Oatley presented and commentated for the children's television show Level Up during the 2006 FIFA World Cup in Germany and reported for BBC Television at the 2007 FIFA Women's World Cup in China. She commentated on live football matches for BBC Television during the 2008 Summer Olympics in Beijing.

She was a regular sports presenter on the BBC News Channel between 2011 and 2013, fronted The FA WSL Show in 2012 for ESPN (UK), and anchored the BBC's live women's football coverage, including the UEFA Women's Euro 2013, 2015 FIFA Women's World Cup, and Women's Football Show on BBC in 2015. In 2013 and 2014 Oatley also hosted Late Kick Off on BBC One in London and the South East, and was a reporter on Football Focus and Final Score on BBC One and a Premier League presenter on their worldwide television channel, produced by IMG.

She has also fronted The Football League Show, completing the set of five broadcast roles on the show, and World Football Focus. She has been the darts anchor for ITV Sport since 2015, hosting their live international PDC events. She had previously presented ITV's 2015 Africa Cup of Nations coverage and in 2014 anchored their FA Cup highlights programmes. She has been a studio guest pundit on TV2 in Norway and The Guardians Football Weekly podcast.

Oatley hosted coverage of matches and highlights for UEFA Euro 2016 and the 2018 FIFA World Cup for ITV Sport as a main studio presenter and pitchside reporter, and was a live match commentator for the host broadcaster's world TV feed on-site at the 2019 FIFA Women's World Cup in France.

Oatley appeared regularly on Sky Sports programming as a match reporter on Soccer Saturday and has stand-in presented Goals on Sunday and Sunday Supplement, where she took over from Neil Ashton on 14 January 2020 until the show was cancelled following the COVID-19 lockdown.

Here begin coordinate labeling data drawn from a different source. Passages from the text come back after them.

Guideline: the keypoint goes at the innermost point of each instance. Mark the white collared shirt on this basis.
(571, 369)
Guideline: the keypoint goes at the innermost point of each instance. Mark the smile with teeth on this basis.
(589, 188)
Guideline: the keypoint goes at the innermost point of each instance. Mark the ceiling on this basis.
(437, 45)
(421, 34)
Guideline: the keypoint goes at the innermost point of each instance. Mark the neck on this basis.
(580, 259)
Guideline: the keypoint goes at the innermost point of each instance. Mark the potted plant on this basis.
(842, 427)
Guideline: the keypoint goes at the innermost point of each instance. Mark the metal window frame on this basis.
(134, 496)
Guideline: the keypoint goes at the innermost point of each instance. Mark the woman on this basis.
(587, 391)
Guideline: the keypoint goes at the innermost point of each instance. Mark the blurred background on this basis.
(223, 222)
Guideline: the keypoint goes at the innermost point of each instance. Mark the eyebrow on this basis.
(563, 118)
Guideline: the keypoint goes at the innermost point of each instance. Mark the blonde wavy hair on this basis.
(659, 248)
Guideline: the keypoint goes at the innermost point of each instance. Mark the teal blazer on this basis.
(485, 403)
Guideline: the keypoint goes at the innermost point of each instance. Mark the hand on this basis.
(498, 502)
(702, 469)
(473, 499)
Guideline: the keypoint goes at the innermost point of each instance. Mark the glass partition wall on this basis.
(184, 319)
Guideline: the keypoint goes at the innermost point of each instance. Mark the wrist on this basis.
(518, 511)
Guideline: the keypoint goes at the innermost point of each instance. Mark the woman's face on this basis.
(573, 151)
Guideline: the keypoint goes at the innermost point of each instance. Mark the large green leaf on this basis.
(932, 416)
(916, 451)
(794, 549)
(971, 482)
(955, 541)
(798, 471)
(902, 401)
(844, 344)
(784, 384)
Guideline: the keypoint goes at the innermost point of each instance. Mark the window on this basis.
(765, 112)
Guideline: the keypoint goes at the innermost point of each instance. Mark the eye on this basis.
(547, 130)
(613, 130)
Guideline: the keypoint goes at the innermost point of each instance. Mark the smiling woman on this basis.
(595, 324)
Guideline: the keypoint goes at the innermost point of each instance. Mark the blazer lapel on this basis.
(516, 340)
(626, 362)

In the summer of 2021, she co-hosted the BBC Radio 5 Live 5 Live Drive news show with Tony Livesey.

===Honours===
She was appointed Member of the Order of the British Empire (MBE) in the 2016 New Year Honours for services to broadcasting and diversity in sport. The award was recognition of her work behind the scenes championing the role of women working in football as well as women's football. In September 2016, Oatley was made an Honorary Doctor of Letters at the University of Wolverhampton for her contribution to sports broadcasting.

==Personal life==
Oatley is married to Jamie. They live in Surrey. She gave birth to daughter Phoebe in 2011 and son Max in 2014. Her cousin in South Africa was a Proteas cricket selector, while his brother was a rally driver who twice won the Roof of Africa.